Dinheiro de D. Afonso Henriques (MCM 4234)

O dinheiro é uma moeda de bolhão, uma liga metálica feita à base de cobre e prata, que começou a ser cunhada em Portugal pelos meados do século XII e que conhece uma certa longevidade na história da numária nacional.

Devido ao seu reduzido teor em prata e elevado teor em cobre, o dinheiro era, na época medieval, uma moeda de baixo valor, cujas funções estavam por norma associadas à compra de bens ou à aquisição de serviços que implicavam transações sem grande relevância económica. Embora fosse uma moeda muito utilizada neste tipo de situações, o dinheiro era geralmente substituído por outras moedas, batidas em ouro ou em prata, sempre que era necessário assegurar o pagamento de quantias de dinheiro mais relevantes, ainda que o ouro e a prata só tivessem sido verdadeiramente adotados, como metais monetários, a partir de certos reinados.

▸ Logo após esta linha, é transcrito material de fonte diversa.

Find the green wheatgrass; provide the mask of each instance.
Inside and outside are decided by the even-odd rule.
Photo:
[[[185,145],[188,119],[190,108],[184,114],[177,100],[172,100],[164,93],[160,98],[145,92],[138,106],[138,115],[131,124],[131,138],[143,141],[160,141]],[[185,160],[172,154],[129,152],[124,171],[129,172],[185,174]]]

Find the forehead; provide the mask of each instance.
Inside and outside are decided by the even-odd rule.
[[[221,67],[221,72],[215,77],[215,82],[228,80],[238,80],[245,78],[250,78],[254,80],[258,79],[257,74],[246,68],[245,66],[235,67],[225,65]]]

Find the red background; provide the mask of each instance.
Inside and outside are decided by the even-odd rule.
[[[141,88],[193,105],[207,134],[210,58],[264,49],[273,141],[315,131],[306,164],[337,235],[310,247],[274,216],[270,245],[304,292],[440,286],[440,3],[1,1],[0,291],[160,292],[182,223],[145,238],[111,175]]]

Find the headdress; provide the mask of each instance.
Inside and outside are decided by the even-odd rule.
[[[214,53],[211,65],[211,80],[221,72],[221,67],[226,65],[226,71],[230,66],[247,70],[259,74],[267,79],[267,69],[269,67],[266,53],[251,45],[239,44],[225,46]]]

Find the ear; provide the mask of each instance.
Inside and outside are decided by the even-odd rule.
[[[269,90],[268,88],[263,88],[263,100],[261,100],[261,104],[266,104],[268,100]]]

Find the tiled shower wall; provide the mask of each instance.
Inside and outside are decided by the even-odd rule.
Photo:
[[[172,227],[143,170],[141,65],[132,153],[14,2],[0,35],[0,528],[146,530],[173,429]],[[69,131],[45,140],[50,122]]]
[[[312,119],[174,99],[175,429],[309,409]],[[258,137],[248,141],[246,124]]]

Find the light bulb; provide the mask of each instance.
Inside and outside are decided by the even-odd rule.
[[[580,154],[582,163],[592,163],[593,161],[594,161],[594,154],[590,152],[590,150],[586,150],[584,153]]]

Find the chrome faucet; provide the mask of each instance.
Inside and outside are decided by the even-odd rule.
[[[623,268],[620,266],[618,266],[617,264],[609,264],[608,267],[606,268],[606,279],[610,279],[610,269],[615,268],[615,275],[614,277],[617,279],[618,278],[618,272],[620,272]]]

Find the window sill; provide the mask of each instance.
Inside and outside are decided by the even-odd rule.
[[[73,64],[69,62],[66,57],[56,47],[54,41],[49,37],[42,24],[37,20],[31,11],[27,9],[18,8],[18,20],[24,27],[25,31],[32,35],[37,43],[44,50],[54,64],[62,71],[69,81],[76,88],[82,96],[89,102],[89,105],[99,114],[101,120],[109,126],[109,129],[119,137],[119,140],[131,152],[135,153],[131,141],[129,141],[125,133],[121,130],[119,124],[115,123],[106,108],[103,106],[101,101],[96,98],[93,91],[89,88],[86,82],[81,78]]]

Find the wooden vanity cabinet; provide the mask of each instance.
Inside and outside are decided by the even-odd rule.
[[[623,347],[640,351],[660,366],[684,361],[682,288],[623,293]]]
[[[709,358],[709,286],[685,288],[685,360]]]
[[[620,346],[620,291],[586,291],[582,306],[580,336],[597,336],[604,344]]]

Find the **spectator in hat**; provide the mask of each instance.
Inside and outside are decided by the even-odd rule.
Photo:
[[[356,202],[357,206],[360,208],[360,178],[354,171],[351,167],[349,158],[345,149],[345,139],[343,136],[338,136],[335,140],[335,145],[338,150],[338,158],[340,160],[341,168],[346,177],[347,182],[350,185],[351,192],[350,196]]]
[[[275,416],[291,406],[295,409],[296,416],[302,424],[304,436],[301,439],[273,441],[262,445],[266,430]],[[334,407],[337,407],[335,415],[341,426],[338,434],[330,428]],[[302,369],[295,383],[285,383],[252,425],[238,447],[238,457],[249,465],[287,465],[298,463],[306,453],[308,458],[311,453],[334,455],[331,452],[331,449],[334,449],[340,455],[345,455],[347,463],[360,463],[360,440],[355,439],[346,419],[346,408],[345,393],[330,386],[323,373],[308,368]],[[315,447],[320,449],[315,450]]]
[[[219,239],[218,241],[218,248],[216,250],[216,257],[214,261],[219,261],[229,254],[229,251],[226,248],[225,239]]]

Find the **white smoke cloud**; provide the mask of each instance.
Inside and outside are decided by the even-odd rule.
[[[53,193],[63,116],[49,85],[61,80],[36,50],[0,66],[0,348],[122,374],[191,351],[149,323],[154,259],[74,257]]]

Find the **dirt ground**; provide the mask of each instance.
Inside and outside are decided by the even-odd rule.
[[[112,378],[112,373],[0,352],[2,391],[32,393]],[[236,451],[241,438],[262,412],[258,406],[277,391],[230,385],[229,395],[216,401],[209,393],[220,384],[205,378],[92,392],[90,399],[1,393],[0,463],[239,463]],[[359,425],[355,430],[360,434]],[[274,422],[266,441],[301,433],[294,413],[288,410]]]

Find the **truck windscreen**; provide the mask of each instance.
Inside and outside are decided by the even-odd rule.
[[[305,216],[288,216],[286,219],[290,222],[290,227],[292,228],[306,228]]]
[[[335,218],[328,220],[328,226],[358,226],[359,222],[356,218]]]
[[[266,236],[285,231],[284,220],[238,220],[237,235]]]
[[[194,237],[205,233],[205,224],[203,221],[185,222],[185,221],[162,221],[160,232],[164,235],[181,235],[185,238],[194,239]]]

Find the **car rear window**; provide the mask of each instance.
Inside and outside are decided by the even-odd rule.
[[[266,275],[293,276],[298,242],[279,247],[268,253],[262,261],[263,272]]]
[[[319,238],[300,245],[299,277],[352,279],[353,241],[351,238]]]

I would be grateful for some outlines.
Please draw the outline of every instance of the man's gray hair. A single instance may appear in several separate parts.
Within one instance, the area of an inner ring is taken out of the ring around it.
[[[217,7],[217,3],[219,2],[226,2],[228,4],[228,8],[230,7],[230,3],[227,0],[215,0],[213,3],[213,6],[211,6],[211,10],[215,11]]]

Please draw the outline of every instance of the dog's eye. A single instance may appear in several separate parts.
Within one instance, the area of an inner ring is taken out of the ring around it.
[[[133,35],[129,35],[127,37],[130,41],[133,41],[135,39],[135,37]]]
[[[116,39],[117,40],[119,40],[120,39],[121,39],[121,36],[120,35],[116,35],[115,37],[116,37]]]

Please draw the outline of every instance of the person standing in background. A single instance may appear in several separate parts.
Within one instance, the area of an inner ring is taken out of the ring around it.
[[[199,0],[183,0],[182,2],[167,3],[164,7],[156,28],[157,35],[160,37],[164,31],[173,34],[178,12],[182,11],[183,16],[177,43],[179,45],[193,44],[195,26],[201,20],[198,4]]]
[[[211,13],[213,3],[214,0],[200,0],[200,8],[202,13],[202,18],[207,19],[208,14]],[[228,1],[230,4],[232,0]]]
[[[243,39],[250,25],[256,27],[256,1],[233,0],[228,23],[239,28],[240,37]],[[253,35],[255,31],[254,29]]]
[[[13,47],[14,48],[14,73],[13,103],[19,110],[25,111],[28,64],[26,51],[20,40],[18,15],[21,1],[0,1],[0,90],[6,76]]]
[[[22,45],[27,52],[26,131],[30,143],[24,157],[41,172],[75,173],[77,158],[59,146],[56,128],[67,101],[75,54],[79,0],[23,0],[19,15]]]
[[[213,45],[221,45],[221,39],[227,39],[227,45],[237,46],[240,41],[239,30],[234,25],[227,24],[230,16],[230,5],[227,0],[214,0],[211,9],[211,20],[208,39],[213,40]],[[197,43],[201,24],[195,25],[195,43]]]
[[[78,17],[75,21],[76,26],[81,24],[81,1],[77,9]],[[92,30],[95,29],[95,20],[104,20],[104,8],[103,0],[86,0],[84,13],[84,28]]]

O dinheiro que hoje apresentamos integra a coleção do Museu Casa da Moeda (MCM 4234) e foi cunhado por D. Afonso Henriques, o primeiro rei de Portugal. Esta foi a primeira moeda a ser batida em Portugal após a independência face à Galiza e a Leão, razão pela qual mostra símbolos que apontam para a criação de uma imagética própria, constituída por tipos e letreiros que representam a ideia de soberania. No anverso podemos ver um pentalfa, ou seja, uma estrela com cinco vértices e um ponto ao centro, formando um símbolo já presente nalgumas moedas islâmicas cunhadas pelas taifas almorávidas nos meados do século XII. No reverso podemos ver uma cruz latina com base peraltada, ladeada por duas letras monetárias cuja identificação tem sido alvo de intenso debate. O letreiro desta moeda identifica D. Afonso Henriques como “rei de Portugal”, razão pela qual esta se apresenta como a primeira atestação numismática do nome de um rei e de um título político que, com o passar dos séculos, conhecerá alterações significativas.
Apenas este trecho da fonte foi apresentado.